Des fonctionnaires… la première fois qu'on m'a sommé de l'être, c'était il y a presque dix ans, pour me reprocher une liberté de parole… j'étais tombé de cul. Naïvement, je pensais que j'étais beaucoup plus qu'un fonctionnaire, beaucoup plus, beaucoup mieux, en étant un "militant de l'école".
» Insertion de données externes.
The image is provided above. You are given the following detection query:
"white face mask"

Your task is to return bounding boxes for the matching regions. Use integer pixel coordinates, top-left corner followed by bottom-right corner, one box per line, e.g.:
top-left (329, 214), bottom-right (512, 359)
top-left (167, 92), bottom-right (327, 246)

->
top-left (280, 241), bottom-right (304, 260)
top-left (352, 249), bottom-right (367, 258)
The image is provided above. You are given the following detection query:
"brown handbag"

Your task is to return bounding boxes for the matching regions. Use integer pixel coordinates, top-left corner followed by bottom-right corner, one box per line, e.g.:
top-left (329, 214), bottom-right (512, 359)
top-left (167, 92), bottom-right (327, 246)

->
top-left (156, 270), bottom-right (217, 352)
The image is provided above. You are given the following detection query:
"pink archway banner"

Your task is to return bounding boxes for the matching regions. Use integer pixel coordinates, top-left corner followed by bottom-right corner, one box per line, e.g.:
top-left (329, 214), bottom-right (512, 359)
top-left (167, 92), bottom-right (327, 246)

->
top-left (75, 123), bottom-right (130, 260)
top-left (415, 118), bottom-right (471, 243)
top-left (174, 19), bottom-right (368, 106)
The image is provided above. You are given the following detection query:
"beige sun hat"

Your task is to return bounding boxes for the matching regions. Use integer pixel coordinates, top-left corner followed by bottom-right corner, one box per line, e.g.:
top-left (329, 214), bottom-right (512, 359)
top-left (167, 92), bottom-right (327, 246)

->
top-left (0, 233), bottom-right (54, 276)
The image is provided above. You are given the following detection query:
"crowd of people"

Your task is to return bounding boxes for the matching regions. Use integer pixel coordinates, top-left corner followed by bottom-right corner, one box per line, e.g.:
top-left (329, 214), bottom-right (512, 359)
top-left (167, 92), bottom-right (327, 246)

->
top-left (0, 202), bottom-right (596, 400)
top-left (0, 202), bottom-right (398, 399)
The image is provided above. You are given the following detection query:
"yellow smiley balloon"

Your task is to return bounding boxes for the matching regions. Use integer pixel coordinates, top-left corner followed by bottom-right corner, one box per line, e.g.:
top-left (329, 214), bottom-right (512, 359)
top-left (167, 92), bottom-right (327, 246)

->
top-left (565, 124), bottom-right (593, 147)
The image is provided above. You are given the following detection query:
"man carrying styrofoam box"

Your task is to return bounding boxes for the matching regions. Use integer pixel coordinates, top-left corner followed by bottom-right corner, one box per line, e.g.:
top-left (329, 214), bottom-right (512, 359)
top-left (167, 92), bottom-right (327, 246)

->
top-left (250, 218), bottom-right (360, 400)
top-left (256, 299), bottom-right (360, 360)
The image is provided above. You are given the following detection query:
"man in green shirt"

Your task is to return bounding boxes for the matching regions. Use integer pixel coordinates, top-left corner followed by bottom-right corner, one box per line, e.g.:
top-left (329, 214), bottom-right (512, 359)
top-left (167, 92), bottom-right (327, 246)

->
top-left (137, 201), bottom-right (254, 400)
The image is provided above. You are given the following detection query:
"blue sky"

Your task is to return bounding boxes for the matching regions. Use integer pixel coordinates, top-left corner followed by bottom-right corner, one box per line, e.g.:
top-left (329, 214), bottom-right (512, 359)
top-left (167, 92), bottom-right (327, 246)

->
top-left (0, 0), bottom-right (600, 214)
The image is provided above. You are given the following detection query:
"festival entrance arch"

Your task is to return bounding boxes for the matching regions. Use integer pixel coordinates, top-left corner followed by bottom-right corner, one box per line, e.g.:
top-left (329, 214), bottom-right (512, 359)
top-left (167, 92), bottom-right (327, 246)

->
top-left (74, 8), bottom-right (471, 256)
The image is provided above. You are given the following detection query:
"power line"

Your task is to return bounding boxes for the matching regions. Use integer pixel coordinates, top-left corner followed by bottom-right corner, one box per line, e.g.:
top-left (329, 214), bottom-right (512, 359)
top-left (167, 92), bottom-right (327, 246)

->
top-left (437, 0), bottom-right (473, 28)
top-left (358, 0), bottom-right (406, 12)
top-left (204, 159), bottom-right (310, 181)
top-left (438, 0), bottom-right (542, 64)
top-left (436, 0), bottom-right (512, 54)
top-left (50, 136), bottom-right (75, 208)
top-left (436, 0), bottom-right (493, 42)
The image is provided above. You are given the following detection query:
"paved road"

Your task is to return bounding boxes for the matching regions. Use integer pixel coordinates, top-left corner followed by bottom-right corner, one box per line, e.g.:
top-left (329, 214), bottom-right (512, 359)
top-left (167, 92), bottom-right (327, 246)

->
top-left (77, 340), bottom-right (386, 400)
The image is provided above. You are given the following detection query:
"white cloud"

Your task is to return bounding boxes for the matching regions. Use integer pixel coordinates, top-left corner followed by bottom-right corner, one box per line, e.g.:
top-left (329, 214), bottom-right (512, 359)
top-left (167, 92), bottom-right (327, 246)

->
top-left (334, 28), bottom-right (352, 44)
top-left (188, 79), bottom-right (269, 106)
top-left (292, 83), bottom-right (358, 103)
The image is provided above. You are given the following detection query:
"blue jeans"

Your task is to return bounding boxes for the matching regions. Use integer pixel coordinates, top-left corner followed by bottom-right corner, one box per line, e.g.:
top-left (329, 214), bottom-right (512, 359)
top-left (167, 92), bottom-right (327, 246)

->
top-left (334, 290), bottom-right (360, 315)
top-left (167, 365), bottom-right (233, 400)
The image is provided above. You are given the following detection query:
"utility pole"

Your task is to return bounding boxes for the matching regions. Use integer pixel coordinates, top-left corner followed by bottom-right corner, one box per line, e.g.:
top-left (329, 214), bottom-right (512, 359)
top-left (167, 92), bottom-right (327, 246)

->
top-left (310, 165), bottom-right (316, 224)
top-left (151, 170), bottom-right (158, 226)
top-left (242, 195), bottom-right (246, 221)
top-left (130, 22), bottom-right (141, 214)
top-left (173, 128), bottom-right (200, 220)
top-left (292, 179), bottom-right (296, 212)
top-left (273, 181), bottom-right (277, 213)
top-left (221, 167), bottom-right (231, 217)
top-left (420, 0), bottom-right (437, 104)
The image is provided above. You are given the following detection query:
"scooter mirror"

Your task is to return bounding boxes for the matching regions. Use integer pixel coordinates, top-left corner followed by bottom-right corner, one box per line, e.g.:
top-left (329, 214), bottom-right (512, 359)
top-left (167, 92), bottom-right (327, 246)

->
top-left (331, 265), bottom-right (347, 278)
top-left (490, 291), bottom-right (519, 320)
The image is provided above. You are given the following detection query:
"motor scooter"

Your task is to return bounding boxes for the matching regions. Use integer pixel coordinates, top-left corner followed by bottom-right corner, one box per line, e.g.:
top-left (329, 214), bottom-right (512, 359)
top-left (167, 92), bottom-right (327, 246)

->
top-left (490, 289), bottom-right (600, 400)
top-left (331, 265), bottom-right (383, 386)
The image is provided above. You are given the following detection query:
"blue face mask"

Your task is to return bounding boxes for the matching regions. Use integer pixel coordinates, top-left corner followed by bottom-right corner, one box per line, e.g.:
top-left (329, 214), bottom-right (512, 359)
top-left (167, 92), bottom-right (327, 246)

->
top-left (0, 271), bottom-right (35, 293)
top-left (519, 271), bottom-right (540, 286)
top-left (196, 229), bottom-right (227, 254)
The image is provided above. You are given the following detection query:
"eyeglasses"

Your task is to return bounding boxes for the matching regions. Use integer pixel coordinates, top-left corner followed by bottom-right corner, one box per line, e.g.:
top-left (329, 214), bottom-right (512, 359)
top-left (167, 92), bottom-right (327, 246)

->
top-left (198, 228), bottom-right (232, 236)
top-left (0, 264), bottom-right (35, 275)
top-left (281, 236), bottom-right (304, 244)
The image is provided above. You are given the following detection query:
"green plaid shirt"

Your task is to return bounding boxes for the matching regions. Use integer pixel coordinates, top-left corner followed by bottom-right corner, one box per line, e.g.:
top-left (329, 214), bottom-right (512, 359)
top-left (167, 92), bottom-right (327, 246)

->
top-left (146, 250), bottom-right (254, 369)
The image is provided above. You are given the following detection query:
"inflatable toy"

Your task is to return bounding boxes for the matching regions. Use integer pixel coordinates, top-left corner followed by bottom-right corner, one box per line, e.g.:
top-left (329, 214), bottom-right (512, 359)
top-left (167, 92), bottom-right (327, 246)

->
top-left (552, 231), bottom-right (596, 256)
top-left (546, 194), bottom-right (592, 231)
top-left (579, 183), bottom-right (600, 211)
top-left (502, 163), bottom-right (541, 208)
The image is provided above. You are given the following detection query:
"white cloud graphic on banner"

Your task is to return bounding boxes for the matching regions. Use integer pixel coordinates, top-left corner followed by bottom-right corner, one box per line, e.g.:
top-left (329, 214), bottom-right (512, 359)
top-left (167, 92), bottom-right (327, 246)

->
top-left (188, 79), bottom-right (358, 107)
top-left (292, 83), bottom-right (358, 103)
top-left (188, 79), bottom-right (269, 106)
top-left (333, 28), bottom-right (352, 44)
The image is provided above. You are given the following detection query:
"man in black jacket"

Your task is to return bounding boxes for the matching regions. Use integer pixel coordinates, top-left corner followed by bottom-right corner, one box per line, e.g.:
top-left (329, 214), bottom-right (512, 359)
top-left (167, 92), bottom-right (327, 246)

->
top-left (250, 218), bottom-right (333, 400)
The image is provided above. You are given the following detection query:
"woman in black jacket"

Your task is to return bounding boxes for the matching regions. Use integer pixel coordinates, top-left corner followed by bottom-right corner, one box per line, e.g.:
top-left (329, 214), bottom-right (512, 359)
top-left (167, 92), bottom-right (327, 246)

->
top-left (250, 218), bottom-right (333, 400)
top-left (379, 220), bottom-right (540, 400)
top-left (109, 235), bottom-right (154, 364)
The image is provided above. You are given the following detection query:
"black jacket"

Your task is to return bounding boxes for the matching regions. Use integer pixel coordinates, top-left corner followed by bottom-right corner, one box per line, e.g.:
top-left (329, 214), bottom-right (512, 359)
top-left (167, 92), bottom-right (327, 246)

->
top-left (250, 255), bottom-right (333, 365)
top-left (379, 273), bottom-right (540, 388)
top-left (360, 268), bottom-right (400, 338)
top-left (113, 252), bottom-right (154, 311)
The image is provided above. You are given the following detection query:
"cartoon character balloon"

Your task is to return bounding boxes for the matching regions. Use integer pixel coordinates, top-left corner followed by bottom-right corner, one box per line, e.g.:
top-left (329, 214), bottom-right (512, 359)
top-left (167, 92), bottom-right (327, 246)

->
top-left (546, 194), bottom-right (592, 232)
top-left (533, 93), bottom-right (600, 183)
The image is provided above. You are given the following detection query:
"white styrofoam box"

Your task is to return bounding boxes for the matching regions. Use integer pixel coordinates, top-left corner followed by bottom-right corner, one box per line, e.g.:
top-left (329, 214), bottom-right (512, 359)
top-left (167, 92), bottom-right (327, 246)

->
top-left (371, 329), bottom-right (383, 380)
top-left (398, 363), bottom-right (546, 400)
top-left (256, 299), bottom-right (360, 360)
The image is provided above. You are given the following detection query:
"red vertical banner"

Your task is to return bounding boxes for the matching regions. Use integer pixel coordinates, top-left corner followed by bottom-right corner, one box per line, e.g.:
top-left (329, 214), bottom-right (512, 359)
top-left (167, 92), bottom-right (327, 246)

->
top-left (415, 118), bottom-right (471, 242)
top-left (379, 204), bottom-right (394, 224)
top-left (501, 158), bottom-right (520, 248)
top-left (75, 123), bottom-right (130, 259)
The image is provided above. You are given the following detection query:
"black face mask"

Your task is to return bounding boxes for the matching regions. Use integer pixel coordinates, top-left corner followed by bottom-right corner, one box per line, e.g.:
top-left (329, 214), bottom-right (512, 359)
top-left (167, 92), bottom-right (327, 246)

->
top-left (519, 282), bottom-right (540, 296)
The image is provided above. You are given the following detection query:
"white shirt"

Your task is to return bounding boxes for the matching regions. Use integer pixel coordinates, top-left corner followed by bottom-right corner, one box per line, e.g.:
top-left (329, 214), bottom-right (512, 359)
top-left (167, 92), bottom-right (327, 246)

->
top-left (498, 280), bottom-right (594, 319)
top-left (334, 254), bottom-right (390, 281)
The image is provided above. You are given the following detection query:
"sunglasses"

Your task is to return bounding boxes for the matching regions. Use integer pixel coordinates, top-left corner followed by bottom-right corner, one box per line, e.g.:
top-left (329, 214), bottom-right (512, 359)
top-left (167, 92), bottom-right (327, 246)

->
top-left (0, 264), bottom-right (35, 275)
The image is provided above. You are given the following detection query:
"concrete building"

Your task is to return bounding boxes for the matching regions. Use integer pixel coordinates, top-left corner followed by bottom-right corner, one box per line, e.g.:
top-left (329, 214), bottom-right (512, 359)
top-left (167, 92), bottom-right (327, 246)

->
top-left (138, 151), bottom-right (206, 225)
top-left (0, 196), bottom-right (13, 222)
On commençait à changer d'époque, sans doute… et c'était sous la gauche.

Pour la première fois, un directeur d’école est convoqué en Commission Administrative Paritaire Départementale (CAPD), le 3 février à Grenoble, avec à l’ordre du jour le retrait de son emploi de direction pour son opposition à Base élèves. Un grand  rassemblement en soutien à Jean-Yves Le Gall a eu lieu ce jeudi 29 janvier à 13 heures devant l’Insection académique de l’Isère, dans la foulée de la manifestation nationale.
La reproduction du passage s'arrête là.